Single Node Training#

With your environment set up and data prepared, you’re ready to run training. But before committing to a multi-hour, multi-node job, it’s important to verify everything works correctly on a single node first.

Goal: Run a single-node GRPO training session to validate your environment.

In this section, you will:

  1. Download the Nemotron Nano 9B v2 model

  2. Configure the model’s chat template

  3. Clean up existing processes

  4. Run a test training session with 3 steps

← Previous: Setup


Before You Begin#

Make sure you have:

  • ✅ Completed the Setup instructions

  • ✅ Access to a running container session with GPUs

  • ✅ (Optional) Weights & Biases API key for experiment tracking


1. Download the Model#

Estimated time: ~5-10 minutes

Download NVIDIA Nemotron Nano 9B v2:

HF_HOME=$PWD/.cache/ \
HF_TOKEN={your HF token} \
    hf download nvidia/NVIDIA-Nemotron-Nano-9B-v2

✅ Success Check: Model files are downloaded to .cache/hub/models--nvidia--NVIDIA-Nemotron-Nano-9B-v2/.


2. Configure the Chat Template#

Estimated time: ~1 minute

The Nemotron Nano 9B v2 model uses a custom chat template that must be modified for RL training. This step modifies the cached version of the chat template:

tokenizer_config_path=$(find $PWD/.cache/hub/models--nvidia--NVIDIA-Nemotron-Nano-9B-v2 -name tokenizer_config.json)
sed -i 's/enable_thinking=true/enable_thinking=false/g' $tokenizer_config_path
sed -i 's/{%- if messages\[-1\]\['\''role'\''\] == '\''assistant'\'' -%}{%- set ns.last_turn_assistant_content = messages\[-1\]\['\''content'\''\].strip() -%}{%- set messages = messages\[:-1\] -%}{%- endif -%}//g' $tokenizer_config_path

✅ Success Check: The sed commands complete without errors.


3. Run Training#

Estimated time: ~15-30 minutes

By default, this runs only 3 training steps (grpo.max_num_steps=3) as a small test run in preparation for multi-node training. If you are using a single node for the full training run, you can remove this value. The full training will take several hours.

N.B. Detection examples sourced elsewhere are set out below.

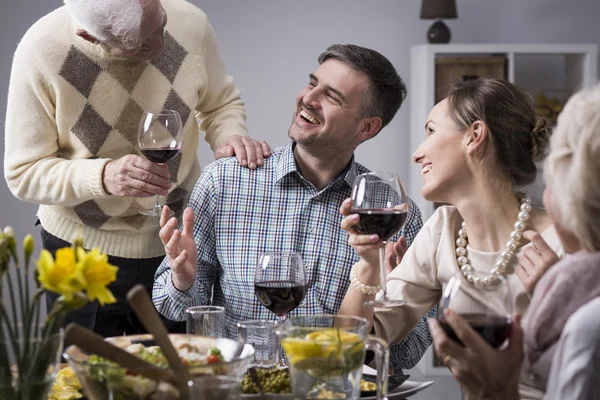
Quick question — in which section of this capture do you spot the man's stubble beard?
[288,123,351,159]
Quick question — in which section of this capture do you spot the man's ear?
[465,121,488,157]
[75,29,99,44]
[358,117,383,143]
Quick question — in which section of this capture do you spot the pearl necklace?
[456,193,531,286]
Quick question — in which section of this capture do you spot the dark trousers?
[42,228,185,337]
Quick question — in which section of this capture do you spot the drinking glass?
[438,273,513,348]
[254,252,306,321]
[238,319,279,368]
[277,315,389,399]
[185,306,225,337]
[138,110,183,217]
[352,172,409,307]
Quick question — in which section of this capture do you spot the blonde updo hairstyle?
[448,77,552,187]
[544,85,600,252]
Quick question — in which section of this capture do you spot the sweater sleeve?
[373,206,444,344]
[4,35,110,206]
[196,20,248,151]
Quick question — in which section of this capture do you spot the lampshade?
[421,0,456,19]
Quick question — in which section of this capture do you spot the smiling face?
[99,0,167,61]
[412,99,469,202]
[288,59,371,153]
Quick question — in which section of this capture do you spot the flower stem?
[3,271,22,371]
[0,304,12,386]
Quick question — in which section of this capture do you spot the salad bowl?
[64,334,254,400]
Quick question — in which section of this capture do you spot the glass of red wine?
[138,110,183,217]
[438,273,513,348]
[352,172,409,307]
[254,252,306,322]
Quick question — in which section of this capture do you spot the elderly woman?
[339,78,562,398]
[431,86,600,400]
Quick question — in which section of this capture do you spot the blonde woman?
[340,78,562,398]
[431,86,600,400]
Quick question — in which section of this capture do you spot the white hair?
[544,85,600,251]
[64,0,145,48]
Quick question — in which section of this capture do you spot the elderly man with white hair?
[4,0,270,336]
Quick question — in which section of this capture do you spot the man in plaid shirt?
[153,45,431,370]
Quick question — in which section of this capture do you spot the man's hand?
[158,206,198,292]
[385,236,408,274]
[102,154,171,197]
[215,135,271,169]
[517,231,559,297]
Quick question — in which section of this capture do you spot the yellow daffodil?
[37,247,82,297]
[77,247,118,305]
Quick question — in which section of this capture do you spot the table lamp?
[421,0,456,43]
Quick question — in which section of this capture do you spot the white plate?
[241,381,433,400]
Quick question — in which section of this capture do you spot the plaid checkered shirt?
[153,143,431,370]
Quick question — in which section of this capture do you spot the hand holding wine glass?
[254,252,306,319]
[344,172,409,307]
[438,273,513,348]
[428,274,524,400]
[138,110,183,217]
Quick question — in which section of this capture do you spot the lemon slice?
[281,329,365,376]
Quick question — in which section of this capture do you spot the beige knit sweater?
[4,0,247,258]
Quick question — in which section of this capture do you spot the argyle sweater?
[4,0,247,258]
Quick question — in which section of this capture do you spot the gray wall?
[0,0,600,399]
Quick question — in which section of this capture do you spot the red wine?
[254,281,306,315]
[352,208,408,240]
[438,314,512,347]
[140,147,180,164]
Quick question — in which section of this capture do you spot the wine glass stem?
[379,242,387,299]
[277,314,287,368]
[154,195,161,214]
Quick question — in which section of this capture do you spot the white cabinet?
[408,44,598,220]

# Set experiment name with timestamp
EXP_NAME="$(date +%Y%m%d)/nemo_gym_grpo/nemotron_nano_v2_9b/workplace_assistant_001"
mkdir -p results/$EXP_NAME

# Configuration file path
CONFIG_PATH=examples/nemo_gym/grpo_workplace_assistant_nemotron_nano_v2_9b.yaml

# Launch training
# Set these environment variables before running:
#   WANDB_API_KEY: Your Weights & Biases API key for logging
#   logger.wandb.project: Fill in your username
TORCH_CUDA_ARCH_LIST="9.0 10.0" \
HF_HOME=$PWD/.cache/ \
WANDB_API_KEY={your W&B API key} \
uv run python examples/nemo_gym/run_grpo_nemo_gym.py \
    --config=$CONFIG_PATH \
    ++logger.wandb.project="${Your Username}-nemo-gym-rl-integration" \
    ++logger.wandb.name=$EXP_NAME \
    ++logger.log_dir=results/$EXP_NAME \
    ++policy.generation.vllm_cfg.tool_parser_plugin=$(find $PWD/.cache -name nemotron_toolcall_parser_no_streaming.py) \
    ++grpo.max_num_steps=3 \
    ++checkpointing.checkpoint_dir=results/$EXP_NAME &> results/$EXP_NAME/output.log &

# Watch the logs
tail -f results/$EXP_NAME/output.log

Tip

The end of the command above does the following:

&> results/$EXP_NAME/output.log &
  1. &> results/$EXP_NAME/output.log: Pipes the terminal outputs into a file at results/$EXP_NAME/output.log that you can view.

  2. &: This final ampersand runs the job in the background, which frees up your terminal to do other things. You can view all the background jobs using the jobs command. If you need to quit the training run, you can use the fg command to bring the job from the background into the foreground and then Ctrl+C like normal.

✅ Success Check: Training completes 3 steps on single node without any issues. Check the logs for errors and verify that training steps are progressing.